Thursday, March 26, 2009

Departures - A Movie Not to Be Missed!

"Have you seen the movie, Departures?", my violin teacher, Mr. Yan asked me.

"Yes, and I laughed and cried so much!", I said. "Great movie!"

Both my tenants, Avinesh and Jasmin, were full of praise after watching the movie and Jasmin thought it was even better than Slum Dog Millionaire! "A movie that everyone must watch!", Jasmin declared.

Departures, a 2008 Japanese film by Yojiro Takita, had won rave reviews, and had clinched the Academy Award for best foreign language film at the 2009 Oscars and has already earned $53,582,846 in Japan alone as of 22nd March 2009.

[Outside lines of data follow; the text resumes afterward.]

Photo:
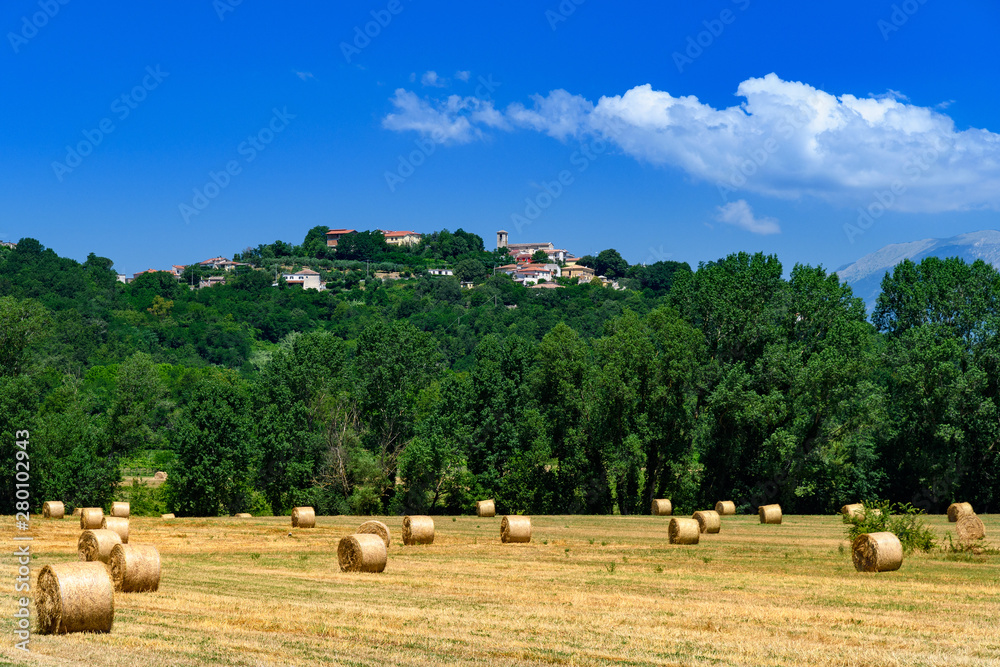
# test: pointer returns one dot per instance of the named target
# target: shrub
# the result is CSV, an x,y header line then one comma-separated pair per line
x,y
902,519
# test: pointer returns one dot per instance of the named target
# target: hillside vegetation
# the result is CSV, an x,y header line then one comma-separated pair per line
x,y
414,395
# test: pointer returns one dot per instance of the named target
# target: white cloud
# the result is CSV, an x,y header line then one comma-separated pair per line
x,y
453,120
785,139
739,214
431,79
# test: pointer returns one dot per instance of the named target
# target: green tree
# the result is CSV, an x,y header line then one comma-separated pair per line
x,y
216,452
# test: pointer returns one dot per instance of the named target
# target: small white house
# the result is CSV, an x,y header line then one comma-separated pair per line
x,y
308,278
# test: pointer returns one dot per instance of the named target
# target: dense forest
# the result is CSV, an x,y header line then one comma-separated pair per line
x,y
735,380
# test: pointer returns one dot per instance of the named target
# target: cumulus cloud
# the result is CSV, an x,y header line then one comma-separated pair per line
x,y
739,214
786,139
455,120
431,79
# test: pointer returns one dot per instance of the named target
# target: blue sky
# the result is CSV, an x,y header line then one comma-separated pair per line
x,y
209,126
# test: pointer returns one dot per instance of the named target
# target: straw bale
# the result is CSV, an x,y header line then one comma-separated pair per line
x,y
117,524
96,545
852,510
74,597
376,528
709,521
970,528
769,513
725,508
956,510
364,552
53,509
684,531
135,568
662,507
303,517
418,530
515,529
486,508
91,517
877,552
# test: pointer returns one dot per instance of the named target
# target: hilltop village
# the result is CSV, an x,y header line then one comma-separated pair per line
x,y
535,265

Daigo Kobayashi, a cellist in an orchestra, soon lost his job after the orchestra dissolved. Saddled with a debt of 18 million yen for his cello, he decided to dispose it and to go back to his hometown, Sakata, Yamagata. His wife supported his idea, for at least they could stay in the house left behind by Daigo's mother. Daigo was attracted to an advertisement and applied for the job, thinking it was related to tourism. He only found out that NK Agency meant encoffinment. He was hired immediately on the spot by the boss who immediately took a liking to him. As he was cash strapped, he accepted the job but dared not tell his wife the truth. It was tough for him as his first assignment was handling a deceased old lady who had died two weeks without being discovered. Daigo threw out at the grisly sight and smell. However, as he handled more and more cases, he found meaning and fulfillment in his job which others despised.

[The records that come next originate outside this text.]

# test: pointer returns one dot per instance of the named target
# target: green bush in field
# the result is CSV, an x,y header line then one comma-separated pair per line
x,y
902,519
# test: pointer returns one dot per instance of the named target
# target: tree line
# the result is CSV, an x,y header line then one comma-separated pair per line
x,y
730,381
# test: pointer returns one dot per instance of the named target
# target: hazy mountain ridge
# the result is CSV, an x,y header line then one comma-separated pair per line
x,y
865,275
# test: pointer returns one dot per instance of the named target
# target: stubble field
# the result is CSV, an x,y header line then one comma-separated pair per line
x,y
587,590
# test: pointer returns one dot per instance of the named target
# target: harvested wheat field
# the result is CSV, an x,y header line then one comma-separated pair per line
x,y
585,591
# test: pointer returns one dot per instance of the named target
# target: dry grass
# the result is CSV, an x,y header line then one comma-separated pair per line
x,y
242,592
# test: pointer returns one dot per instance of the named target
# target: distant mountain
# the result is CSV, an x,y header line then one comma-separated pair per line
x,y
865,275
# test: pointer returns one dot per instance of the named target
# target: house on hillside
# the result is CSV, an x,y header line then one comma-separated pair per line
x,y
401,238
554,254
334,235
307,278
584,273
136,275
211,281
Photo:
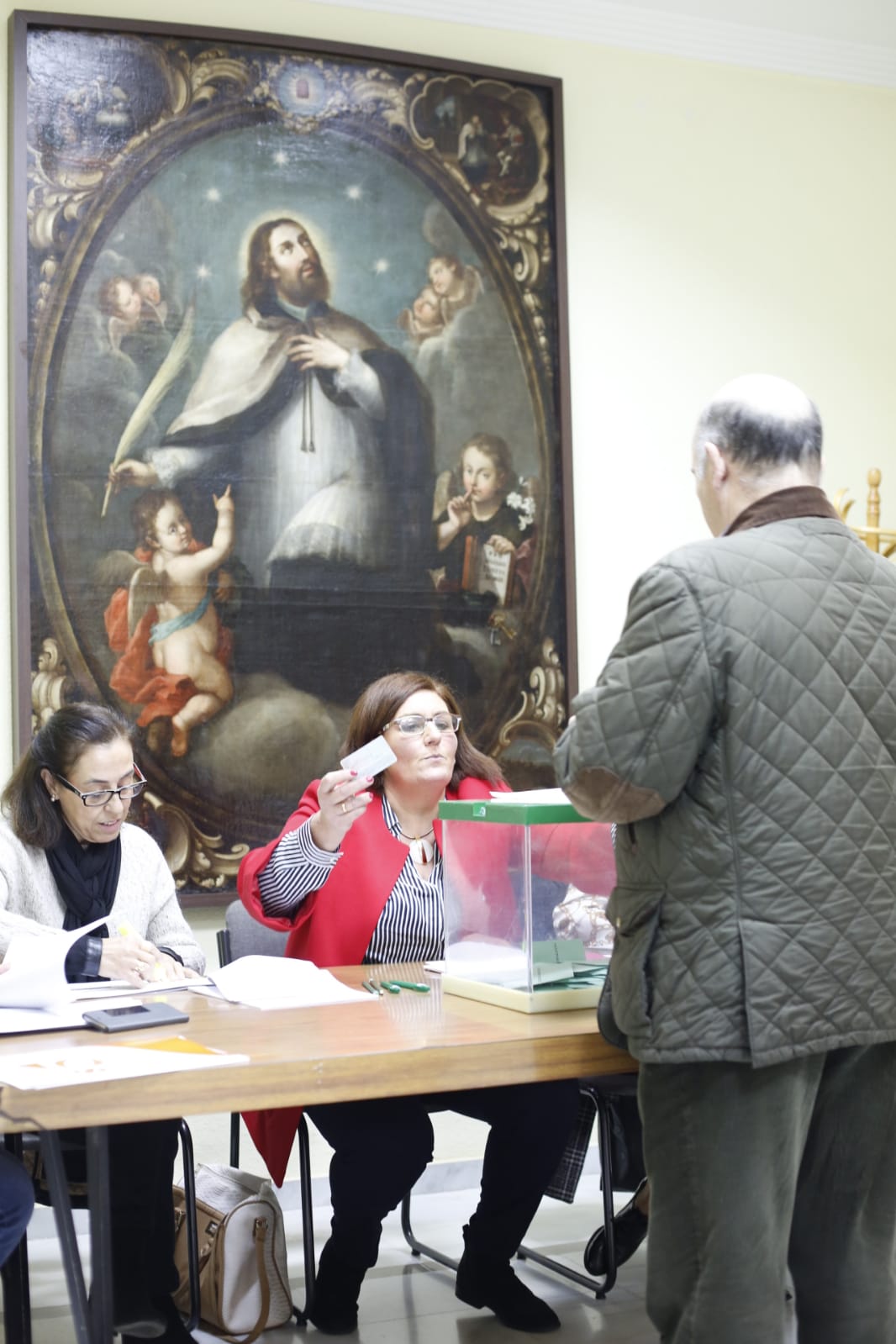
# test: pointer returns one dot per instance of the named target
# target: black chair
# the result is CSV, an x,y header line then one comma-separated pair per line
x,y
49,1155
245,937
599,1092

When his wife saw the video in which Daigo acted as a deceased, she was incensed and gave him the ultimatum. Daigo refused to quit and his wife returned to her home. However, a few weeks later she returned with the announcement that she was carrying his child, and asked him to quit his job. At this juncture, Daigo received news that Tsuyako, who operated the public bath had died suddenly. In front of his wife and Tsuyako's son and family, Daigo performed the encoffinment ceremony with skill and dignity. His wife gradually realised the importance and meaning of her husband's job. It was indeed fulfilling when the deceased's families thanked her husband for a great job of encoffinment.

Daigo had carried a grudge against his father who left him and his mother many years ago, and when he received news about his father's death, he refused to have anything to do with him. Encouraged by his wife and colleagues, he decided to take a last look at his father. He found his father still clinging onto the smooth, white pebble which Daigo had given to him as a child. Only then did Daigo realise the truth - that his father had loved and remembered him till his death. The final part was the most could hear sniffing throughout the cinema, as Daigo performed the encoffinment ceremony for his father, with love and forgiveness in his heart.

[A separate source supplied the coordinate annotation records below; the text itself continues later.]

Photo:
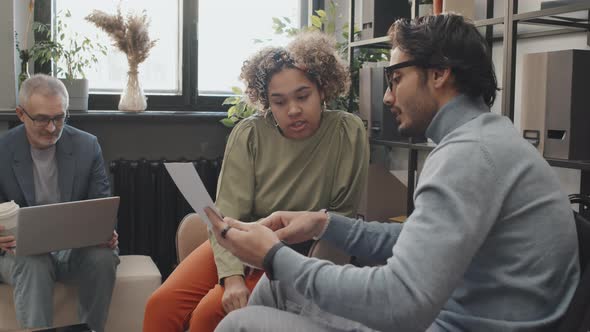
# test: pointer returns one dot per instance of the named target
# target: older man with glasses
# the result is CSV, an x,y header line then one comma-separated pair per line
x,y
45,161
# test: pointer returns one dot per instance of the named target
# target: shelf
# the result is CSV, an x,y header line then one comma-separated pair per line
x,y
118,115
550,12
393,144
583,165
404,144
489,22
380,42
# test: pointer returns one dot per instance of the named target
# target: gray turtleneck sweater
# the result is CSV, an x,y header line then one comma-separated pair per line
x,y
490,246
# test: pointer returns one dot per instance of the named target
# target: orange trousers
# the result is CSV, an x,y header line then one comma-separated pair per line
x,y
190,296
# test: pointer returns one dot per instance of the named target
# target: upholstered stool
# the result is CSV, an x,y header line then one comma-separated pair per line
x,y
137,278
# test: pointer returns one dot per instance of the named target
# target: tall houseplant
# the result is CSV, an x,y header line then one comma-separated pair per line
x,y
71,54
326,21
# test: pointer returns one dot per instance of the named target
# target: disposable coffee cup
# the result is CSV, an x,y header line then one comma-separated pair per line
x,y
9,218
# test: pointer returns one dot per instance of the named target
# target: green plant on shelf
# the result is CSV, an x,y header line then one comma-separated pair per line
x,y
72,54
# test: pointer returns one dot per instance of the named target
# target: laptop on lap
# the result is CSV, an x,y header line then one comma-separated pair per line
x,y
46,228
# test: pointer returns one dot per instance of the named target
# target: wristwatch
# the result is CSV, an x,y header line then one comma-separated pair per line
x,y
269,257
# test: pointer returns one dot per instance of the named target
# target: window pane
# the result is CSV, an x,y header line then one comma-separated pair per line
x,y
160,73
227,29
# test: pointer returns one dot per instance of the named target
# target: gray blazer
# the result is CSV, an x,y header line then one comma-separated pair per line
x,y
81,172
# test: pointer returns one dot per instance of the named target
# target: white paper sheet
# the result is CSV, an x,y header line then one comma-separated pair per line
x,y
190,185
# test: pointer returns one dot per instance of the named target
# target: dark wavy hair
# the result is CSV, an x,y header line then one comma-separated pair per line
x,y
449,41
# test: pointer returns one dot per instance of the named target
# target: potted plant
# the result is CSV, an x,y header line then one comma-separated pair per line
x,y
71,55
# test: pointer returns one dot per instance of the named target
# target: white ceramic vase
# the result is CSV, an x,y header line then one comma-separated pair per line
x,y
133,99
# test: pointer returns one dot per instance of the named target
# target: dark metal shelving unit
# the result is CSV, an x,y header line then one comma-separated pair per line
x,y
510,21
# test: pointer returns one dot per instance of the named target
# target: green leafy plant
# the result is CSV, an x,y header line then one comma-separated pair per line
x,y
239,109
71,54
326,21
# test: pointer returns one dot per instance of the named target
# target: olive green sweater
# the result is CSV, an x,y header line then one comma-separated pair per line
x,y
263,172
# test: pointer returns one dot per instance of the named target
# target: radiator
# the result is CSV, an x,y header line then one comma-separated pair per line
x,y
151,206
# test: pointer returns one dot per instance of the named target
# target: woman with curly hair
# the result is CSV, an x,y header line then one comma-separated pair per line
x,y
293,155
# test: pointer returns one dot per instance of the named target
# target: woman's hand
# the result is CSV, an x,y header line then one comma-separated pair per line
x,y
7,243
296,227
235,294
247,241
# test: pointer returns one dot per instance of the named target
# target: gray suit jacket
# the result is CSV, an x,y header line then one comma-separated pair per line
x,y
81,173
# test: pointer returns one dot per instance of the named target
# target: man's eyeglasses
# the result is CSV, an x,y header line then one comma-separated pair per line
x,y
43,121
391,69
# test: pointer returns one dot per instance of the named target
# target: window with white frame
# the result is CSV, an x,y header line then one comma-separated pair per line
x,y
161,73
228,33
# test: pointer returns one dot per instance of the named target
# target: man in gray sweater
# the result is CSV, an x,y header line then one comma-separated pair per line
x,y
490,246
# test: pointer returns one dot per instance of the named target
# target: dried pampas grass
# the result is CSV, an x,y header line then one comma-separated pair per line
x,y
129,34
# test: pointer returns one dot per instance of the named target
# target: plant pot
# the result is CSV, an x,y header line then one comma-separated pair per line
x,y
78,91
132,99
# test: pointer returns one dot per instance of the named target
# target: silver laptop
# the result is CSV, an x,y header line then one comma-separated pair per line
x,y
45,228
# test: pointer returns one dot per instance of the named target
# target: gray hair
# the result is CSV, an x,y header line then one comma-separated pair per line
x,y
44,85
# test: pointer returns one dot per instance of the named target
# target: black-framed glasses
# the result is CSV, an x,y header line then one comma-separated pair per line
x,y
389,70
43,121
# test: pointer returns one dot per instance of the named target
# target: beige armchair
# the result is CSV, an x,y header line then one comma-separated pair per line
x,y
137,278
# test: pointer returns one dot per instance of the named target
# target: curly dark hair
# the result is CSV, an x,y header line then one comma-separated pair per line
x,y
449,41
312,52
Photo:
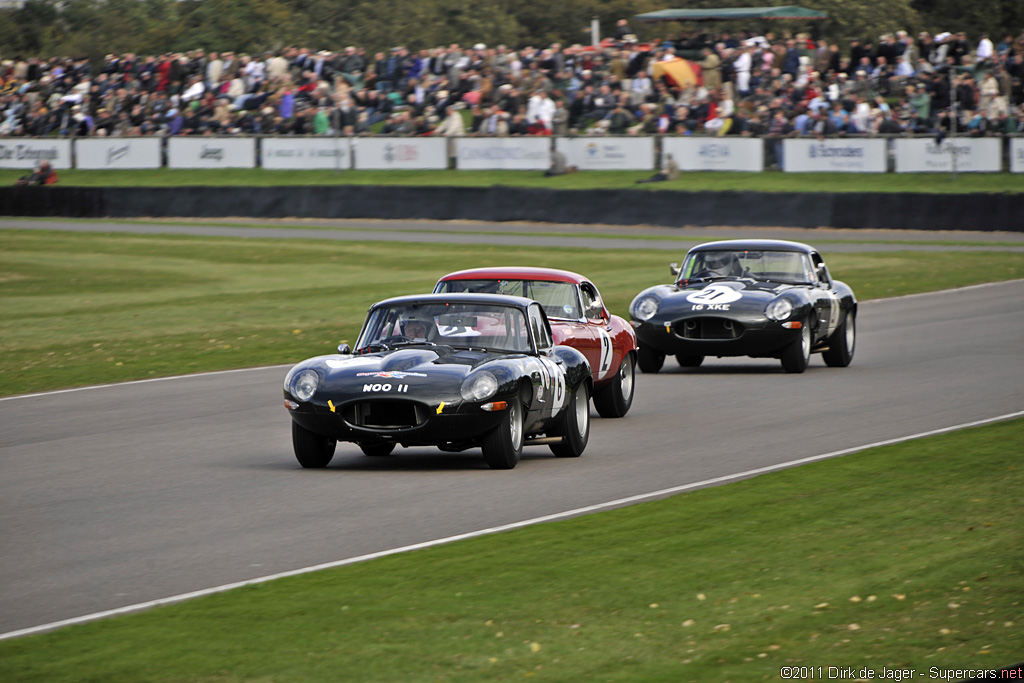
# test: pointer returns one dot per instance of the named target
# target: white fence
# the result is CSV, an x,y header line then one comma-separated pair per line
x,y
30,152
716,154
852,155
835,155
118,153
967,155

I would highly recommend everyone to watch this movie. I remember once my pastor had mentioned that it is better to go to a house of mourning than to a house of merriment, for only at departures of the deceased, are we confronted with the harsh reality of life. We are reminded at the temporal state of things and that at the end of the day what matters more is love, fogiveness, acceptance, happiness and contentment in life.

Just as a winning speech in a toastmasters contest is one that makes the audience laugh, cry and ponder over the message, it is the same with a winning movie. Departures convey a very strong message and after laughing and crying, movie goers would never be able to forget this superb movie!